SCHEDULEABOUT JENNYPACKAGESBLOG

Begin Gently

Jenny Smith | JAN 1

intentions
sankalpa
tapas
aparigraha
svadhyaya
new year
begin

“With the new day comes new strength and new thoughts.”
Eleanor Roosevelt

As the year draws to a close, there is a natural pause that arrives. December is a threshold, a quieter space between what has been and what is still becoming. The energy of beginning often gets associated with January, but the truth is that beginnings rarely arrive all at once. They unfold slowly, often after we have rested, reflected, and softened our grip on what no longer fits.

Beginning does not have to be loud. It does not require reinvention or grand declarations. Sometimes beginning looks like listening more closely to yourself. It looks like choosing again, with a little more honesty and care than before.

Yoga teaches us that every breath is a beginning. Every moment offers another opportunity to come back to presence. Not to fix yourself, but to meet yourself where you are and ask a simple, meaningful question: How do I want to show up?

So often, we move into a new year focused on outcomes. What we want to change. What we want to accomplish. What we want to do better. While goals have their place, there is a quieter and more sustainable way forward through intention.

In yoga, this intention is called sankalpa. A sankalpa is not a resolution rooted in pressure or self criticism. It is a heartfelt truth that arises from clarity. It is not about becoming someone new. It is about remembering what matters and aligning your energy with that knowing.

A resolution tends to live in the mind and focuses on what should happen. A sankalpa lives in the heart and focuses on how you want to feel and live. It does not demand perfection. It offers direction.

As we begin to look ahead, it can be helpful to turn inward with curiosity rather than judgment. This is the practice of svadhyaya, or self study. Not analyzing or fixing, but noticing. How do you respond when things feel uncomfortable or uncertain? Do you rush, resist, or soften? There are no right or wrong answers, only information. Awareness itself is wisdom.

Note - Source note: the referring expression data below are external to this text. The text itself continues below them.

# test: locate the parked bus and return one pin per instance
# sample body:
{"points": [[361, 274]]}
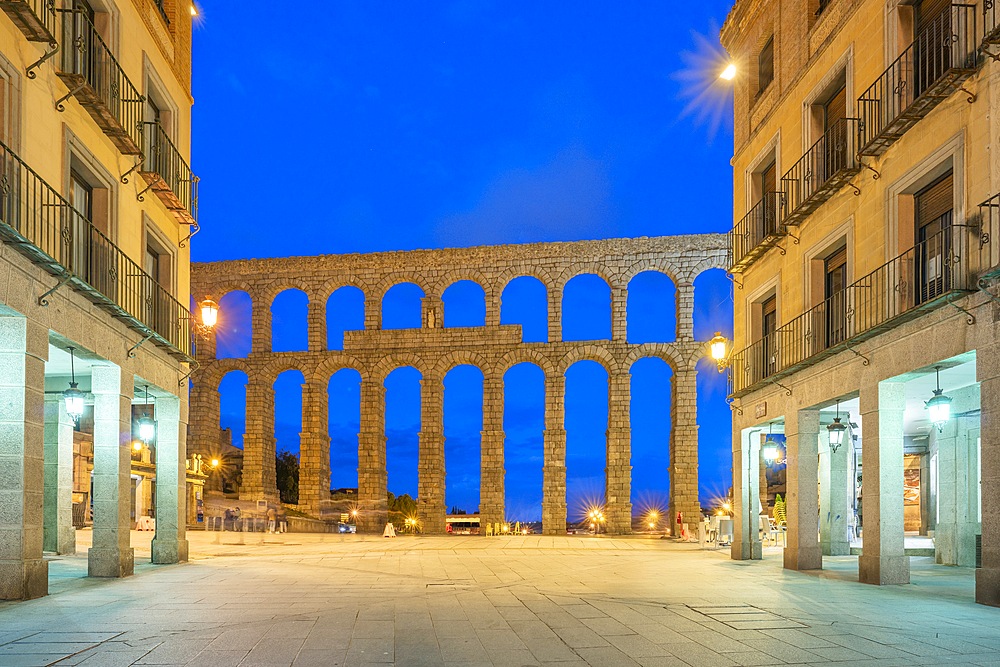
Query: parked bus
{"points": [[462, 524]]}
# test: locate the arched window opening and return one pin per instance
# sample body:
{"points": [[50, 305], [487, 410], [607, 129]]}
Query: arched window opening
{"points": [[649, 416], [290, 321], [586, 309], [402, 429], [345, 311], [288, 411], [463, 425], [401, 307], [524, 452], [464, 304], [344, 391], [234, 329], [652, 308], [586, 438], [525, 301]]}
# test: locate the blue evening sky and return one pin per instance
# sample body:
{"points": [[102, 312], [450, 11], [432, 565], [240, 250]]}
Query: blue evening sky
{"points": [[368, 126]]}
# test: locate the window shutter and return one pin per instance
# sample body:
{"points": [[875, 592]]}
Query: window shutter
{"points": [[927, 11], [836, 107], [935, 201]]}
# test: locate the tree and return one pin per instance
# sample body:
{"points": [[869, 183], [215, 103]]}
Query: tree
{"points": [[286, 468]]}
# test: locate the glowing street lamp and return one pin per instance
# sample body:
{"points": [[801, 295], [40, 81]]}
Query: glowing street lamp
{"points": [[939, 406], [209, 312], [147, 427], [73, 396], [836, 431], [718, 346]]}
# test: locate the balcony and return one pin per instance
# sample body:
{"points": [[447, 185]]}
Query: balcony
{"points": [[41, 225], [926, 73], [99, 83], [168, 175], [826, 167], [34, 18], [927, 276], [756, 232], [991, 25]]}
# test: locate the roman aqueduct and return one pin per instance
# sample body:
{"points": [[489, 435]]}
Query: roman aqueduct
{"points": [[433, 350]]}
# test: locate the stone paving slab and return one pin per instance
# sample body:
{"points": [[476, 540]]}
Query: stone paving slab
{"points": [[320, 600]]}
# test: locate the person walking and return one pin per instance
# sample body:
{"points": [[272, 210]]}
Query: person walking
{"points": [[271, 518]]}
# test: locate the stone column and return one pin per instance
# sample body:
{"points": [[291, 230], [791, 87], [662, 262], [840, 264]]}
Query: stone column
{"points": [[373, 313], [555, 312], [619, 312], [684, 447], [883, 559], [618, 474], [260, 341], [206, 411], [24, 574], [491, 474], [685, 311], [317, 325], [955, 533], [111, 555], [314, 460], [802, 551], [432, 312], [746, 495], [430, 489], [988, 374], [554, 465], [259, 478], [170, 544], [60, 535], [492, 306], [372, 478], [835, 494]]}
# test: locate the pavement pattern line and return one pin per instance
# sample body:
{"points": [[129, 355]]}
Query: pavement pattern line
{"points": [[309, 600]]}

Instead of asking what you should be doing next year, try asking who you want to be while you do it. How do you want to care for your energy? How do you want to speak to yourself when things feel hard? How do you want to move through your days?

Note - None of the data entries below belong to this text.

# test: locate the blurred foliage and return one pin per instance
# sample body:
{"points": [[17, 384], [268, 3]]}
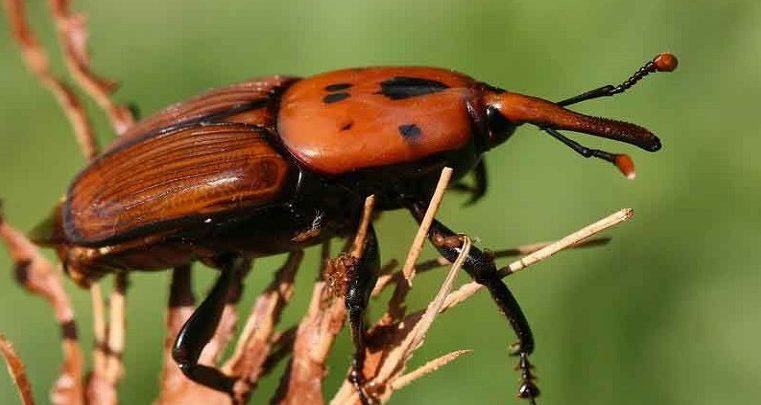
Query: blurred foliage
{"points": [[667, 313]]}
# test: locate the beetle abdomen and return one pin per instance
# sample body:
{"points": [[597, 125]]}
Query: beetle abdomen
{"points": [[178, 178], [353, 119]]}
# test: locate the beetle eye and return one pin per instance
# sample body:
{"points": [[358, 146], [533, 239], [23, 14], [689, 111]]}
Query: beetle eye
{"points": [[499, 128]]}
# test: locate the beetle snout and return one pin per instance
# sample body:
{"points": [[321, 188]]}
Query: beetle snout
{"points": [[520, 109]]}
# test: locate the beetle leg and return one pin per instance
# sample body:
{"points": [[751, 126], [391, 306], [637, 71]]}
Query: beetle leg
{"points": [[361, 276], [478, 189], [481, 268], [200, 327]]}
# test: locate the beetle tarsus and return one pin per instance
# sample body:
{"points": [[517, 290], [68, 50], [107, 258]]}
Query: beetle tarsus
{"points": [[361, 280], [480, 266], [200, 328]]}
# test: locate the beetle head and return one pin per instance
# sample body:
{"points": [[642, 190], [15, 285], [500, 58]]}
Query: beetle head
{"points": [[507, 110]]}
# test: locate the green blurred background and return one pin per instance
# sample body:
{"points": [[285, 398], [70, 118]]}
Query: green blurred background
{"points": [[667, 313]]}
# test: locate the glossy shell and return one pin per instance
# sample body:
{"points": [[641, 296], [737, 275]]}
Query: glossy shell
{"points": [[353, 119], [251, 102], [186, 163], [187, 175]]}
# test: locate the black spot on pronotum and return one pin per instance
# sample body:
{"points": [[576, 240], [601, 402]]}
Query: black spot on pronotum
{"points": [[335, 97], [338, 87], [69, 330], [401, 87], [410, 131], [21, 271]]}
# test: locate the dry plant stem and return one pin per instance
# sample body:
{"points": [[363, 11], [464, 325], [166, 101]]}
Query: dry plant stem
{"points": [[511, 252], [572, 240], [99, 328], [38, 276], [36, 60], [427, 368], [417, 244], [317, 331], [72, 37], [390, 360], [396, 305], [255, 343], [17, 371], [117, 327]]}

Change rarely happens through one big moment. It happens through small, consistent choices made with care. In yoga, this is known as tapas. Not discipline as punishment, but commitment fueled by kindness. Perfection asks too much and gives very little back. Consistency builds trust. It reminds you that showing up in small, honest ways matters.

And as we step toward something new, there is also an invitation to let go. Aparigraha, the practice of non-attachment, asks us to notice where we are gripping too tightly. Old expectations, identities, and timelines. Sometimes the most supportive thing we can do is loosen our hold and allow space for something different to emerge.

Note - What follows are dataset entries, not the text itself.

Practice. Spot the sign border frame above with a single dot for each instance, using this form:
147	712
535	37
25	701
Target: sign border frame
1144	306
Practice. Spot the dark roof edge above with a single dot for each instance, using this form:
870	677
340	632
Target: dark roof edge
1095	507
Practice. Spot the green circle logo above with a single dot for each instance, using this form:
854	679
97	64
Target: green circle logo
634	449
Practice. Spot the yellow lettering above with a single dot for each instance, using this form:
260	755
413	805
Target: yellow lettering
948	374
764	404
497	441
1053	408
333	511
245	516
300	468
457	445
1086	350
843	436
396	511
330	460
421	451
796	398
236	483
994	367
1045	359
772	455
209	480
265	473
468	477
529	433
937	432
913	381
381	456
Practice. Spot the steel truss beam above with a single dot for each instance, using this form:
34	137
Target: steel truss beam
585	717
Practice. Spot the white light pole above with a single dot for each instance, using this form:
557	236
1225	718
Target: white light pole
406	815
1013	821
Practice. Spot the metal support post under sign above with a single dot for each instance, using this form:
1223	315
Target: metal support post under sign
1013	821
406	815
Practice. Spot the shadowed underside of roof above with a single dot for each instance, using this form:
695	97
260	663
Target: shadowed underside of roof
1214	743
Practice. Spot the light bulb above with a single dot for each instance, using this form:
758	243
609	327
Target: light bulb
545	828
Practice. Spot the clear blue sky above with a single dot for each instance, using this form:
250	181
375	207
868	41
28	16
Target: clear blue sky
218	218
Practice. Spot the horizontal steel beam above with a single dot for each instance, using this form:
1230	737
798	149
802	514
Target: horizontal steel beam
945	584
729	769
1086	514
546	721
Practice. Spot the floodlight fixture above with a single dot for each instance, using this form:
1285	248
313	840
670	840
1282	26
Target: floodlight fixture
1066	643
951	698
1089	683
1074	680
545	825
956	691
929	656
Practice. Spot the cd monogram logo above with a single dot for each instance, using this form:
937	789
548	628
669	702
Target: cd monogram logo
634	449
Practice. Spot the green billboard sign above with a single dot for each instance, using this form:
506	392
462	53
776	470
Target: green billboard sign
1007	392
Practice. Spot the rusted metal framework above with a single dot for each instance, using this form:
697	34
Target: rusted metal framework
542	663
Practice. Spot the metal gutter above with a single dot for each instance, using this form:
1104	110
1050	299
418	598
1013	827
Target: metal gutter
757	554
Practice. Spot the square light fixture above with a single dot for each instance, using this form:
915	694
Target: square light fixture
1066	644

Letting go does not mean giving everything up. It means releasing what creates tension rather than support. It means trusting that not everything needs to be decided right now.

As the New Year begins, you are invited to rest in that trust. To reflect without judgment. To begin gently as the calendar turns.

May whatever you are stepping into next be shaped by clarity, compassion, and care. May you remember that each breath, each choice, each moment is a beginning.